Only by using reconfigurable test equipment could the company accommodate the new product mix without buying extra capital equipment, dedicating more floor space and bringing in additional operators. Advantest’s MPT3000 tester can be repurposed quickly and easily by downloading new firmware for SAS, SATA and PCIe protocols, making it the most flexible and extendible single-system test solution for SSDs.

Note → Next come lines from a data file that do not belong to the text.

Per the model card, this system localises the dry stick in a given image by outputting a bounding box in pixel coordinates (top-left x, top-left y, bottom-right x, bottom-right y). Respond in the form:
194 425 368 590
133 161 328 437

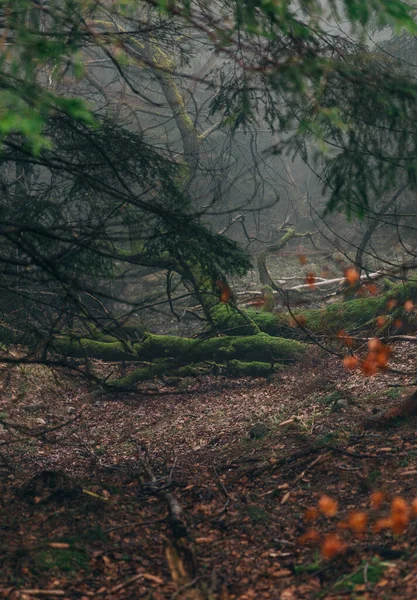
137 455 206 599
104 518 166 533
0 410 84 448
170 577 201 600
138 455 186 539
106 573 144 595
18 591 65 597
211 466 230 519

A Future Enabled by Flexible Testing
The MPT3000’s flexibility makes it an especially appealing tool for out-sourced assembly and test (OSAT) foundries, which offer SSD makers the opportunity to avoid capital costs in testing their devices. The OSAT business model is based on testing a wide variety of devices in high volumes for multiple customers so these foundry operations need highly versatile test equipment with true multi-protocol support in a single system. While the OSAT model is well established in testing most semiconductor devices, this approach is a new undertaking for the SSD market. Still, the advent of SSD-focused test foundries has strong potential to shorten the time to market and drive down the cost of test for new SSD products.
Young, fast-growing semiconductor markets are characterized by quick shifts in market demand, which force device manufacturers to be agile enough to quickly re-balance their manufacturing levels for various products. This puts a premium on highly flexible test capabilities. For the high-volume, cost-sensitive SSD market, Advantest’s MPT3000 system provides the optimal solution.